I know I JUST updated but I couldn't wait. Plus I wouldn't go get some Jay Jay thoughts in there for ya:)

Enjoy!


Chapter 9: Little Brothers, Partners in Crime

("You're my main man,

you're my go to.

And now I'm standing here

without you.

And it hurts.")


Jay's POV

If only I wasn't so bad at waiting for answers.

If only Nya would wake up again so I could have someone to talk to. (I was barely containing myself from bursting out of my seat and pacing around the waiting room, but I knew that would only make everyone else more anxious.)

If only Cole would come back so I could ask him if Kai was alright.

If only I knew I wouldn't like the answer I'd be given.

If only I could've seen Kai awake myself.

If only he had asked for me instead. (I didn't understand it. Why he asked for Cole.
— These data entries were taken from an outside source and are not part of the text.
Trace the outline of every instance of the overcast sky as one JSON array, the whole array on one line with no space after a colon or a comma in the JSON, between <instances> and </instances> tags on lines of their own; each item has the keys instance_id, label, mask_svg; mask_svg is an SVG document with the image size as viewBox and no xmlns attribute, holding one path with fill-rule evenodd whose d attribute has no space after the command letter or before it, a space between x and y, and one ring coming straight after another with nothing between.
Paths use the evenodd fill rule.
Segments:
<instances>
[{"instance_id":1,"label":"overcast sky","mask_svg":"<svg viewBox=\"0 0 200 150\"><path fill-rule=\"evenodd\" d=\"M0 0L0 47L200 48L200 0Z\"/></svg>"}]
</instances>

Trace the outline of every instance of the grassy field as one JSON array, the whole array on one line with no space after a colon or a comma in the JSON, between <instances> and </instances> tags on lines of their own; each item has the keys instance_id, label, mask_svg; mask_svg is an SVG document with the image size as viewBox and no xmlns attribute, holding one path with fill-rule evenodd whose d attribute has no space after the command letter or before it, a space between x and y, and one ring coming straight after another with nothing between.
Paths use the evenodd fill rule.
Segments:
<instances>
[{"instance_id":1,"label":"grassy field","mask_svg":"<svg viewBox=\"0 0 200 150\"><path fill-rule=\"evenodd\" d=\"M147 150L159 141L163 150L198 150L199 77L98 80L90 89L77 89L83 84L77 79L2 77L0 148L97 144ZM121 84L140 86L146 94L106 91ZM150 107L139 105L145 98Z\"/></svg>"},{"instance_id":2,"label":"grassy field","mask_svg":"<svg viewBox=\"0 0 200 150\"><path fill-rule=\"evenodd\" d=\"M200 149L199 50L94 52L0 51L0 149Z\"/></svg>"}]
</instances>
I mean, I knew he was the leader, that they were close, but Kai was my best friend.)

If only I had been there when Kai fell, when he was hurt.

If only I'd helped him, been there for him like he would have been for me.

If only I hadn't been preoccupied with the Aryan warriors, too preoccupied to save my friend.

If only the warriors weren't so strong.

If only they didn't take EVERYTHING from us. (Our home, our lives, and almost our brother.)

If only I hadn't become a ninja in the first place. (I couldn't do anything. I wasn't strong like Cole or smart like Zane or powerful like Lloyd or or brave like Kai...)

If only I didn't imagine being in his shoes. (Being in so much pain that he could hardly breathe, having to wake up to a missing part of himself that he never imagined would fail him or leave him, having to live with the trauma, the remembrance of how he almost died, and waking up alone to no one he knew.)

If only we were home, we were safe, and everything was okay, everything was back to normal, we had NEVER fought this war, we had NEVER lost this battle.

If only Kai and I weren't best friends, partners in crime, "I've got your back" kind of teammates, and the annoying but loved little brothers. (Lloyd included.)

If only I'd never met Kai. Because that would mean we never became ninja, he'd never have almost died, and I wouldn't be sitting here with an aching heart knowing I couldn't lift a finger to take away his pain.